Battlefield V does march on to potentially controversial territory with its final story, The Last Tiger, which comes out in December and casts the player as a tank commander defending Germany’s borders. “It’s a challenging subject,” says Holmes. “We knew it was something we had to handle delicately. But we didn’t choose the subjects of theses stories because they were easy. We chose them because each felt like an untold story … each can bring something new to a war that has been explored in many mediums.
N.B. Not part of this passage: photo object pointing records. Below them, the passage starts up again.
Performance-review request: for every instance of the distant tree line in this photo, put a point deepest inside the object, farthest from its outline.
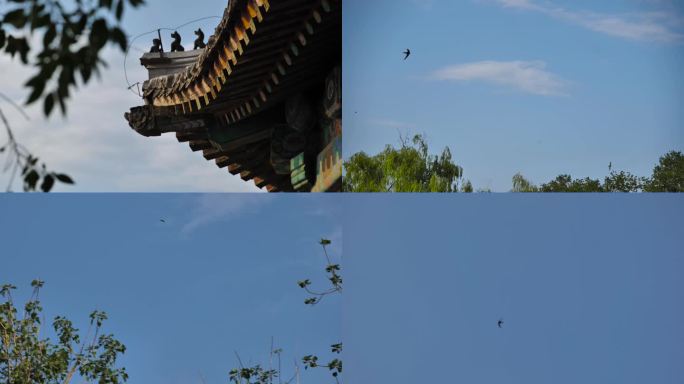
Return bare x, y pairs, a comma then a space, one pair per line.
410, 168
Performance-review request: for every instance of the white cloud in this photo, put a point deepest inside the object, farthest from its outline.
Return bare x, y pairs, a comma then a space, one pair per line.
95, 145
526, 76
210, 208
391, 123
641, 26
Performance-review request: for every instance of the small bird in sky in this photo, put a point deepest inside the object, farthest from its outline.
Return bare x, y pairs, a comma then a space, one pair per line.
407, 52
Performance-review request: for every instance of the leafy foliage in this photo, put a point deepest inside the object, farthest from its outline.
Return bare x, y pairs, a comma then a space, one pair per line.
72, 39
332, 270
26, 358
565, 183
409, 168
258, 375
668, 175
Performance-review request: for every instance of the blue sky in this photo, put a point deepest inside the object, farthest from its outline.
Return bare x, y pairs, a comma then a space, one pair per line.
589, 287
219, 276
533, 86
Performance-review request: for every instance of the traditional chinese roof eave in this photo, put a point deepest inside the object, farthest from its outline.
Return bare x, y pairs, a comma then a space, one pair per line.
261, 51
248, 28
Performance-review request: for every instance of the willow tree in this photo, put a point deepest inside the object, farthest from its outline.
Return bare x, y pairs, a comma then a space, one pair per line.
409, 168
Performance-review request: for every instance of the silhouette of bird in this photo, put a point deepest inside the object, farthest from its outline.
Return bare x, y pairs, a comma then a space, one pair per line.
407, 52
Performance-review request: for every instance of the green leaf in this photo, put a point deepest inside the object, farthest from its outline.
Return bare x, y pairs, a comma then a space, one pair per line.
48, 104
119, 37
30, 180
119, 9
48, 183
49, 35
64, 178
17, 18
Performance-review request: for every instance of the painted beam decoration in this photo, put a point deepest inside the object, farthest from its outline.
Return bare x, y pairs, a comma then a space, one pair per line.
261, 98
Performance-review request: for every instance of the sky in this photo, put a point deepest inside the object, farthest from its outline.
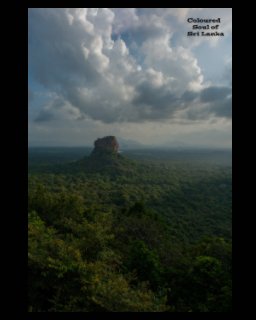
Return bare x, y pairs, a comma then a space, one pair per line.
129, 72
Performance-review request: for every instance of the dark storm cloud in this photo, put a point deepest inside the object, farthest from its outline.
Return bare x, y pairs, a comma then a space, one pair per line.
155, 103
72, 54
219, 100
45, 116
214, 94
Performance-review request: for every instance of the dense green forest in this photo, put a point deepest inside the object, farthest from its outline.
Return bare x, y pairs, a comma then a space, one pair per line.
149, 231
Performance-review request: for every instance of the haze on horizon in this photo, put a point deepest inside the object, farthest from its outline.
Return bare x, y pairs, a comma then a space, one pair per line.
128, 72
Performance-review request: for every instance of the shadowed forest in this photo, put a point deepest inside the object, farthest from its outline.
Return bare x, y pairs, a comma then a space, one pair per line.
141, 230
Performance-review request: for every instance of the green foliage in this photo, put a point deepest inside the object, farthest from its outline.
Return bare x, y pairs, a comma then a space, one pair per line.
130, 236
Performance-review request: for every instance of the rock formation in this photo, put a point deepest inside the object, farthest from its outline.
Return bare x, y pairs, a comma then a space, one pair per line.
104, 145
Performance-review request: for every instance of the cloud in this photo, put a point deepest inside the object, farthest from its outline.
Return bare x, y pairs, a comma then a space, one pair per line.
119, 65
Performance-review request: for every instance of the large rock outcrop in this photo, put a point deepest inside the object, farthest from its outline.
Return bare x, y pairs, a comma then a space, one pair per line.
104, 145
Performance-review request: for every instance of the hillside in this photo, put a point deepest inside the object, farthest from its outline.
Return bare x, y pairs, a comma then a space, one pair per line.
150, 231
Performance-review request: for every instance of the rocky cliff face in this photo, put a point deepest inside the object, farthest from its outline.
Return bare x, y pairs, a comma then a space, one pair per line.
107, 144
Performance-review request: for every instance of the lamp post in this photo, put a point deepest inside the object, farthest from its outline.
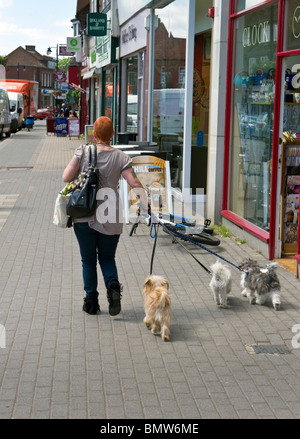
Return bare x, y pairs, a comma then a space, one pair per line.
49, 51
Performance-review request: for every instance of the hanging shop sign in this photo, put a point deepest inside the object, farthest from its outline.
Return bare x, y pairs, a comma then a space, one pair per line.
59, 76
96, 24
257, 34
133, 35
74, 44
64, 51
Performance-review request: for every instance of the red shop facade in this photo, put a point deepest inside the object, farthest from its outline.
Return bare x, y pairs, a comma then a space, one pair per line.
262, 134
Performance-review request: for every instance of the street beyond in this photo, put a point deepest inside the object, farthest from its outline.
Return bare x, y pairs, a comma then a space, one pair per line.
58, 362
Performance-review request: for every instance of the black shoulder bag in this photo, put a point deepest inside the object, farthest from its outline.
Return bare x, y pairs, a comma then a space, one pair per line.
83, 201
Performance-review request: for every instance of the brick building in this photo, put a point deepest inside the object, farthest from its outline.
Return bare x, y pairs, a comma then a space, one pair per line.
31, 65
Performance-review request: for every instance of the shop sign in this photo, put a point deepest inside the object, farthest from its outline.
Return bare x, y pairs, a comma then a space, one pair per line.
296, 22
96, 24
257, 34
59, 76
63, 51
133, 34
74, 44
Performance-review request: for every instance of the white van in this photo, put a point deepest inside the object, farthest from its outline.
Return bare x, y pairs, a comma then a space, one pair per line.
16, 110
5, 117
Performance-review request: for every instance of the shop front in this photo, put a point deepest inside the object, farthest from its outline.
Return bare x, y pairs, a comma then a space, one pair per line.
262, 104
133, 53
104, 75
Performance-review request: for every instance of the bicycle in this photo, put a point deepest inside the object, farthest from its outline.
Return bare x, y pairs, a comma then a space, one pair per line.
181, 227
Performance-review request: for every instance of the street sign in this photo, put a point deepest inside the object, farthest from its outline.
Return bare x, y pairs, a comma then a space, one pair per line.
74, 44
64, 51
96, 24
59, 76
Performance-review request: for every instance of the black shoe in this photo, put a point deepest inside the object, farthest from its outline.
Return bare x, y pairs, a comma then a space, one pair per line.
91, 306
114, 298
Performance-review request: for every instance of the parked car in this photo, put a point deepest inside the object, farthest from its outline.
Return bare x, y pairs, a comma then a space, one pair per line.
43, 113
5, 117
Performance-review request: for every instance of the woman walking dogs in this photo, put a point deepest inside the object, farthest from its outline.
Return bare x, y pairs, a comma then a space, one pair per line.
98, 235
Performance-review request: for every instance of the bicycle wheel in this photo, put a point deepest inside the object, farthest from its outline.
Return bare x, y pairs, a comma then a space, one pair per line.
205, 238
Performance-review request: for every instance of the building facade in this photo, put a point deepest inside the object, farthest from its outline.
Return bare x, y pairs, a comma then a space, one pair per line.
30, 65
215, 84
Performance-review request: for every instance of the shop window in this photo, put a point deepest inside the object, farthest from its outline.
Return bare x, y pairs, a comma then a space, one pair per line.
240, 5
132, 95
169, 85
109, 94
253, 115
292, 29
290, 160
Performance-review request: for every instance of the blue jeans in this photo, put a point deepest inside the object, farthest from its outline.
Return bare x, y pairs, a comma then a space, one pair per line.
93, 244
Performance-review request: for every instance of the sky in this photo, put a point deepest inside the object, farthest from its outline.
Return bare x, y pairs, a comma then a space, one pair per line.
41, 23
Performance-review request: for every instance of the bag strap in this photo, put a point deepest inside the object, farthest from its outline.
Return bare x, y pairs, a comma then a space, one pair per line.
95, 156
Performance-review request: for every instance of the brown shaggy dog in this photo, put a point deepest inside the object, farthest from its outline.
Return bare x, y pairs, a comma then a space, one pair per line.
157, 305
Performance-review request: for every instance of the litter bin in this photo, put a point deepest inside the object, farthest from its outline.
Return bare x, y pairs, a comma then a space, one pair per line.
50, 125
125, 137
29, 122
61, 126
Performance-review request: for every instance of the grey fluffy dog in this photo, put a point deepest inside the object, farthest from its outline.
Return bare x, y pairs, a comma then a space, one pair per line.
220, 283
260, 283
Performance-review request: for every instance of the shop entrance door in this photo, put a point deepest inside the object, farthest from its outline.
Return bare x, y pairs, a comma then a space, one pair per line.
290, 157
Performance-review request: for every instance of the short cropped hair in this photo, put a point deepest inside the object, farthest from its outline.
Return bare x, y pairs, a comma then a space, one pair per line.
104, 129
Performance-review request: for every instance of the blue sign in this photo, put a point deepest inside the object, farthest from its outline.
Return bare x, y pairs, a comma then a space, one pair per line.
61, 126
200, 138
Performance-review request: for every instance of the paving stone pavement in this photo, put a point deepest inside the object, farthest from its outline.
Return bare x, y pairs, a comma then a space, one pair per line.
59, 362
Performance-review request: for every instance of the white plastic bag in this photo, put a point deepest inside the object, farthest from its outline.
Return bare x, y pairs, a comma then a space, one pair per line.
60, 217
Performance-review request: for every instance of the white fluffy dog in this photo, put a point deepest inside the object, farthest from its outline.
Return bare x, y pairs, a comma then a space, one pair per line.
220, 283
259, 283
157, 305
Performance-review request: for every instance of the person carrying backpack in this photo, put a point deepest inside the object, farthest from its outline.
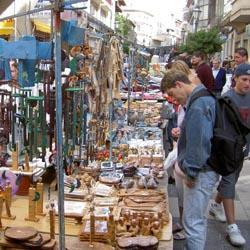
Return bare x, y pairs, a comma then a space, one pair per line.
194, 147
240, 96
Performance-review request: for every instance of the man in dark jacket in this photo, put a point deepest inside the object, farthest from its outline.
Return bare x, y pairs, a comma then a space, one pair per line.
203, 70
219, 74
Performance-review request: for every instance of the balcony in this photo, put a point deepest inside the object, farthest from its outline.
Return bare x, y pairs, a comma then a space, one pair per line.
239, 15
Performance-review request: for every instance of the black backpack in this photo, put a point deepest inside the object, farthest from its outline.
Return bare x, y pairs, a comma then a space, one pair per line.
229, 136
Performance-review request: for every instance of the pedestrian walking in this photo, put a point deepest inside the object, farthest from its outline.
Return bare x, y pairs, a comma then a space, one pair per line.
240, 95
194, 147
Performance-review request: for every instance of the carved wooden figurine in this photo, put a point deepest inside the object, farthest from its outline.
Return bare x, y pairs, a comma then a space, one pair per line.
27, 162
1, 209
121, 228
52, 223
134, 228
14, 157
32, 205
156, 229
92, 226
7, 195
39, 204
111, 227
145, 230
127, 218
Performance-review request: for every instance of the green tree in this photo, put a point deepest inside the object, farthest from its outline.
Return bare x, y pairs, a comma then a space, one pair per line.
123, 25
207, 41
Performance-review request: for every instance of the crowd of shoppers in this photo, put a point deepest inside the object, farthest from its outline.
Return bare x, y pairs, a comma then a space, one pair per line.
195, 179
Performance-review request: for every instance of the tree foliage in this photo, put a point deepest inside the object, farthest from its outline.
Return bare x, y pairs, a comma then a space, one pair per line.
207, 41
123, 25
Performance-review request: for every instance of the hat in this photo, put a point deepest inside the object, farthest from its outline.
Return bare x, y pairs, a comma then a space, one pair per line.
242, 69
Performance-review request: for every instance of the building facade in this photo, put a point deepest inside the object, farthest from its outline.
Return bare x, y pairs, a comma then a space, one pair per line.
236, 19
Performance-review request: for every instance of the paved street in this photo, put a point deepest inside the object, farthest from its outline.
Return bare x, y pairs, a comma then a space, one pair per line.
216, 237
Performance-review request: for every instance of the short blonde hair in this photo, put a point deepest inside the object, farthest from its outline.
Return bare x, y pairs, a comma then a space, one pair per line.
170, 77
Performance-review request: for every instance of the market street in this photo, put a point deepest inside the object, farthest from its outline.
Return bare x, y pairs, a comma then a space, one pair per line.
216, 235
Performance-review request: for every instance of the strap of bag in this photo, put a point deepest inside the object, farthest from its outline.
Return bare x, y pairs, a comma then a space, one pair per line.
200, 93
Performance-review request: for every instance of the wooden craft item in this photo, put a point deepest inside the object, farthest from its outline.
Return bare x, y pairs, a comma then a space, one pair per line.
145, 230
111, 227
92, 226
27, 163
32, 205
134, 228
52, 223
156, 229
139, 243
106, 201
1, 209
121, 228
49, 245
6, 195
34, 242
14, 157
109, 179
39, 203
20, 233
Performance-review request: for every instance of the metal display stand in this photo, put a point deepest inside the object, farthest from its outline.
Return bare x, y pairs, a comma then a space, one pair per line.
56, 8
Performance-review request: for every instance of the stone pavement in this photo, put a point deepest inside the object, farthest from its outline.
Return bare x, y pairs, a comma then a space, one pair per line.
216, 235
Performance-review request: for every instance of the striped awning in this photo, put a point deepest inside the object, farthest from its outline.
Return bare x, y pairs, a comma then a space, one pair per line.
7, 27
41, 26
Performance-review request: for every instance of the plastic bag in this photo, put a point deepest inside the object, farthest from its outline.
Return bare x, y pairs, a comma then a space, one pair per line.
171, 159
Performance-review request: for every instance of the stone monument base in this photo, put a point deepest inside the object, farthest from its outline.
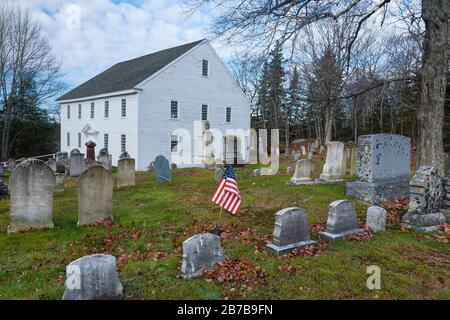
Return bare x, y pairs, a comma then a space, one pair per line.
377, 193
280, 250
338, 236
299, 181
423, 222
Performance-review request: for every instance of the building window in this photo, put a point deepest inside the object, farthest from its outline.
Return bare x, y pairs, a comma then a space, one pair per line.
105, 141
174, 109
106, 109
205, 68
228, 114
174, 143
92, 110
204, 112
124, 108
123, 142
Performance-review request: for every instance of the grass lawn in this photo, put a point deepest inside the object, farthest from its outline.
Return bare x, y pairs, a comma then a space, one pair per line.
154, 219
“The Tiger tank itself is an icon of the war. It was years ahead of its time. It could destroy enemy tanks at a kilometre away – meanwhile, if allied tanks hit it point blank there was no guarantee you would be able to damage it. The juxtaposition of an unstoppable vehicle in a fight it cannot win felt like a rich dramatic backdrop to explore what it would be like to join a German crew. It was vitally important that we didn’t gloss over the tough issues, that we held the crew to account for their actions. For the things they said and did just to get through one more day. It was important to use the opportunity to get closer to their world without celebrating them. The German submarine movie Das Boot was a touchstone for many of us – a crew under pressure, not always unified, not all buying in to the official narrative of the war.”

a tank battle
A counterpoint to large-scale, multiplayer battles … War Stories Photograph: EA/Dice

Battlefield V doesn’t challenge the official narrative of war entertainment typically presents – of heroism and against-the-odds victories – but it does present heroic narratives different than those in a typical war video game, spotlighting female, non-white and non-allied combatants, and attempting to show a human side to a war that was so vast and incomprehensibly awful that it can be difficult to relate to. War Stories is a counterpoint to the mayhem of Battlefield V’s large-scale multiplayer battles.

“It’s important that you give people a sense of feeling and emotion, rather than just facts and damage stats,” says Gustavsson. “Why was this war fought? What did it mean to people who engaged in it? What was that like? It’s a form of world-building that’s vitally important if you want people to really invest.”